2; never thought u would even think of me. thought you would be too busy with uni and everything else in your life. i wanted to reply you but see.. i've always been a listening ear to you(and still will be) but you never really made use of me much. you were my listening ear for awhile but it wasnt 'fair' if you didnt see me as a listening ear which is why i stopped. and true enough, you never bothered to let me be your listening ear. and im not so sure if you actually wanted to hear me.

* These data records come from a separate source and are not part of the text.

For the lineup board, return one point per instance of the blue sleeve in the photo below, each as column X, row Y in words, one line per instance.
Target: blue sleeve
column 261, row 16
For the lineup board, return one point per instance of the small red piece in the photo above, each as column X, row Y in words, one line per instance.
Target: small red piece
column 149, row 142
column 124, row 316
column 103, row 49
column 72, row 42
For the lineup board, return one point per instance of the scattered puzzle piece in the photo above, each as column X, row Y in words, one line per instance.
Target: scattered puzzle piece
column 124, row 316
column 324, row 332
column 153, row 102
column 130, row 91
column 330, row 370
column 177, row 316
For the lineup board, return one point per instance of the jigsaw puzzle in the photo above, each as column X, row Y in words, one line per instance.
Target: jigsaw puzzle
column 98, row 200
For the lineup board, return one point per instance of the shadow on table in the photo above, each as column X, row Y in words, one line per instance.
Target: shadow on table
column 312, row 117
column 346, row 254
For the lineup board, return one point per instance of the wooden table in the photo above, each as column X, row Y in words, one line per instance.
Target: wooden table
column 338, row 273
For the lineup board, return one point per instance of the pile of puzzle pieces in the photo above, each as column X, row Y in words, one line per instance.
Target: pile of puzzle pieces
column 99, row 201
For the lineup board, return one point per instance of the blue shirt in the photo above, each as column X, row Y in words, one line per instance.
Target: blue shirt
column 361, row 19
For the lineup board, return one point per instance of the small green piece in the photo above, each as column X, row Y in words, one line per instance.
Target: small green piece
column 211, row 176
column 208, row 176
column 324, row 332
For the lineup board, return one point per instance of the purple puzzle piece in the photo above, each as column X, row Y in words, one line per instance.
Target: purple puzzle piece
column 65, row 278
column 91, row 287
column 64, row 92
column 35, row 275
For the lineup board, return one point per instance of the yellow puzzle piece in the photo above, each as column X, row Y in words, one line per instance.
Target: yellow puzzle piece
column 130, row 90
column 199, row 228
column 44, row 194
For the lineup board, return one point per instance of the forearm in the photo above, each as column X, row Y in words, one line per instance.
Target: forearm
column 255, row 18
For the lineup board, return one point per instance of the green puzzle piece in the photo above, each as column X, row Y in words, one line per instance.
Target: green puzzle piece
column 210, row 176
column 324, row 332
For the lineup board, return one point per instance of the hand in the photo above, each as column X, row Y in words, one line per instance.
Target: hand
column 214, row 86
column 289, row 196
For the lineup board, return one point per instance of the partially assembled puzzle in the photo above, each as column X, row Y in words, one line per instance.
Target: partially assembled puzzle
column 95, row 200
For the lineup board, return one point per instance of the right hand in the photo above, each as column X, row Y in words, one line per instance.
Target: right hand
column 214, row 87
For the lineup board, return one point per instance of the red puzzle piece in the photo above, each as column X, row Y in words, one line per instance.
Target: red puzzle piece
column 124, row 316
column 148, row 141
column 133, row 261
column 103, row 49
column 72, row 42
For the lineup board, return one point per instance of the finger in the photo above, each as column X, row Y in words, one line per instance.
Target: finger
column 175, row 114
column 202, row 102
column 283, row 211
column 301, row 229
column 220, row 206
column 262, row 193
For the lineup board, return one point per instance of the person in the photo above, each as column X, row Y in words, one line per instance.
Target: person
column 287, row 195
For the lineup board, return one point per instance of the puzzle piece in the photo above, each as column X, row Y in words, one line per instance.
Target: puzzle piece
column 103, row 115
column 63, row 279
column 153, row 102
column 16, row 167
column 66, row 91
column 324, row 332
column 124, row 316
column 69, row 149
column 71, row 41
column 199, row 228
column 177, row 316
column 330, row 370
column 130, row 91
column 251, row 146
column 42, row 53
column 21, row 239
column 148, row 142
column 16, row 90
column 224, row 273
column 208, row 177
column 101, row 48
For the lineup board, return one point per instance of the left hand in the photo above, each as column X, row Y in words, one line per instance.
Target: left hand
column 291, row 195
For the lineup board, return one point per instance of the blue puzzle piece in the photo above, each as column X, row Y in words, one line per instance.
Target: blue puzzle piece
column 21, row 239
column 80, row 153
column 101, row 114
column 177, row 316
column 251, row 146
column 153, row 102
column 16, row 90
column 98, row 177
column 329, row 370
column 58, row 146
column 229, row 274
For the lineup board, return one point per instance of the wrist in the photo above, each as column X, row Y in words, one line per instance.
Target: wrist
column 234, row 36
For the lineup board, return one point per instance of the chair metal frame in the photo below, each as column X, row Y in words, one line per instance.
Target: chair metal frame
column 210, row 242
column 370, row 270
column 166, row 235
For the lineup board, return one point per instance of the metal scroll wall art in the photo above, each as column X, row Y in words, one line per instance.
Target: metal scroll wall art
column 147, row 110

work is omgnessly alot. i know there's alot more to come.
sigh.
thankful for bie who has been my constant support, who never fails to remind me of my one goal when i wanna give up. and its only been a week. yes. i went home crying. my grandma says im like a baby. im like.. weakkkkk ): no more motivation. thats what happens when i stop training proper. sigh. no direction no goal. immediate ones that is...
God is good.
God is fair.
yupps He sure is (:



When I'm with you Baby
All my worries disappear
Troubles that surround me
Disappear when you are near
When you need my loving
I'll be there
You know
When you need my loving
You know
Where to go

When I'm full of sadness
Nice to know you're always there
In this world of madness
Nice to know somebody cares
When I need your loving
You'll be there
I know
When I need your loving
I'll know where to go

When I'm with you Baby
I know you make me feel so good
When I'm with you Baby
You give me what nobody could
When you need my loving
I'll be there
You know
You know
When you need my loving
You know where to go


time flies when its time spent with you.

Sunday, September 5

so many things i wanna do!
watch house! finish reading my books! finish packing. shop for sandals. print stuff.
but at the moment, top of my to-do list would be to SLEEP.
super giddy. hahahah.
no not drunk. dont even know how drunk feels!

okok sleeeeep.
on a side note, my new phone rawks!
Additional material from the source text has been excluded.